Did You Know?
Did you know your site visit program could be managed externally and fully funded at no cost to the state? Keeping a pulse on providers is vital, yet challenging for many states. A lack of time, personnel, and adequate resources are common barriers in the development of a comprehensive site visit program for Medicaid providers. PCG has conducted over 10,000 Medicaid provider site visits to proactively verify provider qualifications and protect public agencies and taxpayers from fraud, waste, and abuse by unscrupulous providers. More than 50 percent of unscheduled site visits result in noncompliance findings.
The Traditional Pay and Chase Approach Doesn’t Work
The traditional "pay and chase" approach to provider audits entails waiting for high risk providers to enroll and bill Medicaid, often at high rates, before scrutinizing them. Even the most thorough audit may only recover pennies on the dollar. PCG Health is one of the few provider oversight vendors in the country that conducts pre and post-enrollment provider site screenings that can save your state hundreds of thousands of Medicaid dollars. One year of PCG provider site screenings yielded one state client a projected cost avoidance of greater than $30 million.

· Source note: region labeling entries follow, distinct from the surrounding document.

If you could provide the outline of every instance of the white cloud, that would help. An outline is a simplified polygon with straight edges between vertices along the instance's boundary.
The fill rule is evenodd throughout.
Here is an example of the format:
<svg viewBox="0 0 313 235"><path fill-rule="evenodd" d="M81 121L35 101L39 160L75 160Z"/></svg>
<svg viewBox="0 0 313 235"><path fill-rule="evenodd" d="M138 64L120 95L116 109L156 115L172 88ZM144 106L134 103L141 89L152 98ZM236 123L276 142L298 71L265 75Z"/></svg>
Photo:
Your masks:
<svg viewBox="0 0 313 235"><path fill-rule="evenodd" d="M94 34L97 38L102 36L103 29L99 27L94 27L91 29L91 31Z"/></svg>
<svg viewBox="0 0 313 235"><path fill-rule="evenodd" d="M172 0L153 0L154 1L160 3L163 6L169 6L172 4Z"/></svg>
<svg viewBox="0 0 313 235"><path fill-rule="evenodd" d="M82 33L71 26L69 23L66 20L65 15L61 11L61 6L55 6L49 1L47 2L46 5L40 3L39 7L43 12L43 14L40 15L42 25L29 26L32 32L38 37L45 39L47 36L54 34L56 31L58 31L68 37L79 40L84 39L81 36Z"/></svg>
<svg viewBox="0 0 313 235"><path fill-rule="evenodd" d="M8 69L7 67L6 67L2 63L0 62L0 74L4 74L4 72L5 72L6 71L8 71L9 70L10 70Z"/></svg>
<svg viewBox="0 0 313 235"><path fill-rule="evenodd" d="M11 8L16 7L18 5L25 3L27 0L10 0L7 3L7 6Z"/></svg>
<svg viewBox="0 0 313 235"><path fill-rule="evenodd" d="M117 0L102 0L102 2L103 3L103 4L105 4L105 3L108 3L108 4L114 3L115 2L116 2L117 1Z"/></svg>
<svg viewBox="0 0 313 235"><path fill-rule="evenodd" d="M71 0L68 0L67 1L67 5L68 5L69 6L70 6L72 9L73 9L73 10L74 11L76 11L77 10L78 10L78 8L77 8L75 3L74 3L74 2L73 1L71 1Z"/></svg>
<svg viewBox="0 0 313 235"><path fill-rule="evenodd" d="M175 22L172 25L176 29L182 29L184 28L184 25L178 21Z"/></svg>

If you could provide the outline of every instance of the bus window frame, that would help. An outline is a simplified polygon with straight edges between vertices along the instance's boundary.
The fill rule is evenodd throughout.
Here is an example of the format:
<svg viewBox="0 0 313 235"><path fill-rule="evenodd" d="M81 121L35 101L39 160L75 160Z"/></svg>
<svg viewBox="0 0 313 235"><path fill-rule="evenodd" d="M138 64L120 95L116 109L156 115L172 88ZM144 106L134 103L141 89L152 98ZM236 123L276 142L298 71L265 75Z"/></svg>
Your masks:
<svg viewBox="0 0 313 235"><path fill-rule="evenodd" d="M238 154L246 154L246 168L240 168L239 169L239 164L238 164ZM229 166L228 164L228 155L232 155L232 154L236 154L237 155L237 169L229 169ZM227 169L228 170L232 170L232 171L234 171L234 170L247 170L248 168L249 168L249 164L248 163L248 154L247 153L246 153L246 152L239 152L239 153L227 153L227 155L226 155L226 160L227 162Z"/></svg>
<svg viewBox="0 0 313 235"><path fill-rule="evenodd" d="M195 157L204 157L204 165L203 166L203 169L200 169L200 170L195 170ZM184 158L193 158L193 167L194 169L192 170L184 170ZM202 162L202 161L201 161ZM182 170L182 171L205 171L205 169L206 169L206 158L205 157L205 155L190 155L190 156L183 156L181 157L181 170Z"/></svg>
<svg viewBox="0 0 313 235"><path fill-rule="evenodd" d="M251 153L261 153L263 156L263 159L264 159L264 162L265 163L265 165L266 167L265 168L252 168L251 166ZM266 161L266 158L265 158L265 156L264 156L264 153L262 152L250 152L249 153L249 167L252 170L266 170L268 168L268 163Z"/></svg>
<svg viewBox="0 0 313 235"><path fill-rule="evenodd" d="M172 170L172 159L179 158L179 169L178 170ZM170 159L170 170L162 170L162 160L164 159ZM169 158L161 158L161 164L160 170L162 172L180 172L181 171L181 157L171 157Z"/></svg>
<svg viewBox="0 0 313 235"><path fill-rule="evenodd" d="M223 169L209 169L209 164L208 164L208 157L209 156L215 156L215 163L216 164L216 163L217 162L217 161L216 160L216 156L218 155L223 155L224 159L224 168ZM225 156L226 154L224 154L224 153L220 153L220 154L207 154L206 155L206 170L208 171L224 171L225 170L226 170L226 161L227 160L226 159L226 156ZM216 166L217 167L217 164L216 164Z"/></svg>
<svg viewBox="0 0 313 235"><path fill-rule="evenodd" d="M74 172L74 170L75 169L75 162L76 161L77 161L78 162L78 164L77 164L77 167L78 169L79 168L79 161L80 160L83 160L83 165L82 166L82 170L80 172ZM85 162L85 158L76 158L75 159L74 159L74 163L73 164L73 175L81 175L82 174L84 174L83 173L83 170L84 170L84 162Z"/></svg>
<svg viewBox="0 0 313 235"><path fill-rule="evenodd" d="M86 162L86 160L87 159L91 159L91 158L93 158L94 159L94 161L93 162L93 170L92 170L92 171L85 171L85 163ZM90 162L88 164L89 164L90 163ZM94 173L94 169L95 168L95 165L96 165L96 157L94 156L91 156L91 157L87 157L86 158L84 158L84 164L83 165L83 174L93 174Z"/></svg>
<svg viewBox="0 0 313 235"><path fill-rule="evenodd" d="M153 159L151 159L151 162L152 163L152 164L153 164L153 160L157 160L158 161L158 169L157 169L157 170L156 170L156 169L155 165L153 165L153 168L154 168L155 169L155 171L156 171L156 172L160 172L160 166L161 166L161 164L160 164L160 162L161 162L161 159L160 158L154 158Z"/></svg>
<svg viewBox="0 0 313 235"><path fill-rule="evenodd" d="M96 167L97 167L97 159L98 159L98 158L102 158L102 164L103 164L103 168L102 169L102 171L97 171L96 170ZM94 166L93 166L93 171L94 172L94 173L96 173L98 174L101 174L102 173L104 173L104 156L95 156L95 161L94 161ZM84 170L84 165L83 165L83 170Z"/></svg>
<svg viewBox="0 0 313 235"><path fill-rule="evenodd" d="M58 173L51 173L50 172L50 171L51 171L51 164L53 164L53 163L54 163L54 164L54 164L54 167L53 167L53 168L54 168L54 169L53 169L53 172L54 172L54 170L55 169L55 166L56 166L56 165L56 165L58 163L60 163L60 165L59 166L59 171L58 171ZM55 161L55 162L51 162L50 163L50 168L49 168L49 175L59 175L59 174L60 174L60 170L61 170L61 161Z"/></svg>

PCG Site Screening Process
PCG conducts pre and post-enrollment site visits for moderate and high-risk provider types to ensure your Medicaid agency only enrolls and has enrolled credible, qualified providers who deliver services and meet Medicaid requirements. Our team develops and manages the program based on your state's needs and regulations, while using industry-leading technology to ensure consistency, efficiency, and robust reporting capabilities.
What do we find?
Our screening professionals discover empty warehouses, illegal adult day care operations, fraudulent billing practices, providers with limited understanding of Medicaid policy, and companies with non-credentialed staff members who are actively billing Medicaid. In our experience, if you are not conducting site screenings for your moderate and high-risk provider types, you are paying the price in fraud, waste, and abuse.
We know Medicaid.
PCG is a national leader in state agency health care consulting with 28 years of experience in the field. Our current clients include 36 state Medicaid agencies and our staff includes former Medicaid agency professionals with vast knowledge of Centers for Medicare & Medicaid Services (CMS) and state Medicaid policy and regulations.
Compliance reviews ascertain whether providers are billing appropriately.
In addition to confirming that providers are billing a client organization in compliance with that agencies regulation, a review ensures that providers have the appropriate underlying financial records to support their claims. Beginning in 2010, PCG has been conducting annual claims reviews of hospitals and community health centers for the Commonwealth of Massachusetts Division of Health Care Finance and Policy, Health Safety Net. The average amount of funds recouped by the Commonwealth as a result of PCG reviews is $500,000 annually.